A third software issue is more in the realm of research than direct clinical activity but it involves clinically relevant MRI which is a computational intensive technique. Here computationally intensive means the use of software that for most users does something that the user cannot do, cannot check, and might not understand. A related issue arises in Clinical Decision Support software where the question is can the user understand, and therefore second guess, how the software reached the decisions that it did. Of particular interest in the MRI case is functional MRI (fMRI) which purports to detect which areas of the brain are active during particular thought or sense processes. A recent study found that 15 years of research resulting in 40,000 papers was wrong up to 70% of the time. The ultimate example here, actually reported in 2009, was the fMRI calculated “detection” of brain activity in a dead salmon while it was shown a series of pictures of humans engaged in a variety of activities.

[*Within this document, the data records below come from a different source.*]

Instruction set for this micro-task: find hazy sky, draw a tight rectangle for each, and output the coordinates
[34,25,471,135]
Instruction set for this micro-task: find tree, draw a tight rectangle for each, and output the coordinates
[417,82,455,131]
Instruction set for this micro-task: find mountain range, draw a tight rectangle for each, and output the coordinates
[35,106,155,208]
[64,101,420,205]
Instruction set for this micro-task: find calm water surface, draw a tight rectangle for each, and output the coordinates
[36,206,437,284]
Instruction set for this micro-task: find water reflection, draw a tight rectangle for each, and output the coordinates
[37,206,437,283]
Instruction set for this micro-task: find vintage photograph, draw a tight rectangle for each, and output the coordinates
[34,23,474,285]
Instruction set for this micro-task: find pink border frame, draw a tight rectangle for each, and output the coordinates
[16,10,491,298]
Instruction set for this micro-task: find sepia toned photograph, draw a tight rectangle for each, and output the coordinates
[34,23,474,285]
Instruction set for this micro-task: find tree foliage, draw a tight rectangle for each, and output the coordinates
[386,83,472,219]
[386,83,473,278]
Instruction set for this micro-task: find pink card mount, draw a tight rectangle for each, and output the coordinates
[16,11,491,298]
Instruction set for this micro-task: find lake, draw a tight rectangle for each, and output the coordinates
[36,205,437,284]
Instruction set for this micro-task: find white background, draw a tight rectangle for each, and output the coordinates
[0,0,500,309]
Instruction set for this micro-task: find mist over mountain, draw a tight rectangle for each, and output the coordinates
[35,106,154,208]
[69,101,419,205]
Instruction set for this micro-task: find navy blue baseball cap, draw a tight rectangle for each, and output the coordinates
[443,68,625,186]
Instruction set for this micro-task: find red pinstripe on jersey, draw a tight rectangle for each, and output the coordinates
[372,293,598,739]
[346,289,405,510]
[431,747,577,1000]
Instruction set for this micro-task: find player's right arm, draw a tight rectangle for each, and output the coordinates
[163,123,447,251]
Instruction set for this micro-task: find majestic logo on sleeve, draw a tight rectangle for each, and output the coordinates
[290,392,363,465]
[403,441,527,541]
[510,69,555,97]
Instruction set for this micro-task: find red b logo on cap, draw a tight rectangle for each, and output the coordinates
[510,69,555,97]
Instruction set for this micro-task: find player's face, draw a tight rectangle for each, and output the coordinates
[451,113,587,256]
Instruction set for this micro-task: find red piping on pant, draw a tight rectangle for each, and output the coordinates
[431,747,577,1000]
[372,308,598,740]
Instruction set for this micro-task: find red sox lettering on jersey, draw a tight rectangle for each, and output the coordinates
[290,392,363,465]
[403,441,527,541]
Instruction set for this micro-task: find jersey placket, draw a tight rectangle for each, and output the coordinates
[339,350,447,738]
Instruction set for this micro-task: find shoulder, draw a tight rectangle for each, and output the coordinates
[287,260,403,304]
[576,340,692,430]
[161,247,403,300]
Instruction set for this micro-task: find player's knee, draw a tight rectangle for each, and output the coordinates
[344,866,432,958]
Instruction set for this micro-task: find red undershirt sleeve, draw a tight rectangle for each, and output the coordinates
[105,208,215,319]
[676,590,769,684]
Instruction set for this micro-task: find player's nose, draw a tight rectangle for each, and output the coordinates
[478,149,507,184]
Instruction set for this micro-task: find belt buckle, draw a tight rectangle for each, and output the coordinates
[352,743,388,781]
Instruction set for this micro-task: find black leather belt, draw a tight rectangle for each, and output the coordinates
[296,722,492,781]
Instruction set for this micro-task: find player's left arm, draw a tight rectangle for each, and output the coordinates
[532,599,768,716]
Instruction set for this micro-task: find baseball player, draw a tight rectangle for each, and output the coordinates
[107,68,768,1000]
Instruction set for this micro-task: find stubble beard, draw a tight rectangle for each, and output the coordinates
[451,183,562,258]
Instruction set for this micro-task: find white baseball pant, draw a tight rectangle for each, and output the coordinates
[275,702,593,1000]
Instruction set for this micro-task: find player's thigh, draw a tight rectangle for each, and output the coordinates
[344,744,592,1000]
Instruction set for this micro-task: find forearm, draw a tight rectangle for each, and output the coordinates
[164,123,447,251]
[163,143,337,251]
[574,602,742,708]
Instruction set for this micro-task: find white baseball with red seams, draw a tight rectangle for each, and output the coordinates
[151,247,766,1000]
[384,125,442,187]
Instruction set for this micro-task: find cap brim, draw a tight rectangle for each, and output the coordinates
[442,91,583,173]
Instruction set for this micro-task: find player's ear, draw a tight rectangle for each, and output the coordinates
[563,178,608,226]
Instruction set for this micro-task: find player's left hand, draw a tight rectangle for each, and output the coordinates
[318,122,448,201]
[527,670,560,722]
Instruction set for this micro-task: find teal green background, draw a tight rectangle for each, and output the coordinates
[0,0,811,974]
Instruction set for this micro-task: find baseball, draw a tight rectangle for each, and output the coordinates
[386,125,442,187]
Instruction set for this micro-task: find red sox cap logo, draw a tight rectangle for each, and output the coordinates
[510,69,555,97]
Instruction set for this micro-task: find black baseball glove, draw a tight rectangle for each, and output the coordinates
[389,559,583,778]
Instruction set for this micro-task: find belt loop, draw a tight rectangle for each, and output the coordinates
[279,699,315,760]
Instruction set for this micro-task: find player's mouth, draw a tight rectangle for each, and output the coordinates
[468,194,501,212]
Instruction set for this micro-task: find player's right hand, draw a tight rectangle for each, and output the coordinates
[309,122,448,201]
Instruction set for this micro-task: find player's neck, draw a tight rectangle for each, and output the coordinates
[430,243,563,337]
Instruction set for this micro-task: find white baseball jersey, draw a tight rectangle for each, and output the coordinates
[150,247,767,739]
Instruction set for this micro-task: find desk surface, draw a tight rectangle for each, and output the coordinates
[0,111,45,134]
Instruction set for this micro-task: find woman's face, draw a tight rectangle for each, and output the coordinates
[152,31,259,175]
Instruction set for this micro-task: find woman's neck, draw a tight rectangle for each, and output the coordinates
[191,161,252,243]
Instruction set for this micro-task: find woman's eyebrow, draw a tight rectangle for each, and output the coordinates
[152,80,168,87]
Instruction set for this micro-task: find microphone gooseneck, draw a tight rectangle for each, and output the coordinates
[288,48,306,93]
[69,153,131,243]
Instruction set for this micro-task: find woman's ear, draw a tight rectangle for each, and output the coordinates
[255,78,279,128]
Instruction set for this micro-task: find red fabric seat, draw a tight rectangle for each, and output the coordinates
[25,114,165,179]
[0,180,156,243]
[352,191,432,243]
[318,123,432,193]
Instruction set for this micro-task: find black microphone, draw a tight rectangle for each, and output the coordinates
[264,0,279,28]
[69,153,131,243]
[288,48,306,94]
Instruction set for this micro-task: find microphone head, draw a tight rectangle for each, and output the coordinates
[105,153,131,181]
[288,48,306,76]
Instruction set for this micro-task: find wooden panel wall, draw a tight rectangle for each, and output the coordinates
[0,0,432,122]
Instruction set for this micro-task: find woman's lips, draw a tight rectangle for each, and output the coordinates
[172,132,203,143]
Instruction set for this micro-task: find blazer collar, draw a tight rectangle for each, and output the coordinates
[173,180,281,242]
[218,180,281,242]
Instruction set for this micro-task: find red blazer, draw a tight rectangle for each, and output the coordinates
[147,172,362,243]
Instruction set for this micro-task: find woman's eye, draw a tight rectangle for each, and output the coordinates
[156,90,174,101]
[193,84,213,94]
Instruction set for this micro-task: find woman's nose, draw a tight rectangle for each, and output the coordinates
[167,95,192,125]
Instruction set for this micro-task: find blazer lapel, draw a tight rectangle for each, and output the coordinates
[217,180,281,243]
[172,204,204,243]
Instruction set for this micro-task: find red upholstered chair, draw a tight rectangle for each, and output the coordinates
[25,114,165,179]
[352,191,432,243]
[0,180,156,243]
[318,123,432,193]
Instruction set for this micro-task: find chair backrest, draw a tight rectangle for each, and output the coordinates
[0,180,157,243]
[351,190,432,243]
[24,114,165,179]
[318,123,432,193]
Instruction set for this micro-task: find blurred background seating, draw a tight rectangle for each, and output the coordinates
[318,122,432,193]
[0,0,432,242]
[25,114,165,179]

Somewhat pejoratively I think, the researchers concluded that the salmon was not actually thinking but that there was instead a computation error. While looking at this story, besides the software issue, I learned the terms “high tech phrenology” and the Britishism “boffin”, which perhaps I should have already known.
Software is no doubt of great value when it is well designed, thoroughly tested and used correctly. But this is not always the case, and perhaps is too often not the case. We should therefore remember the truism “Good software is good but bad software is terrible”. This would be suitable for needlepoint, if anyone still does needlepoint.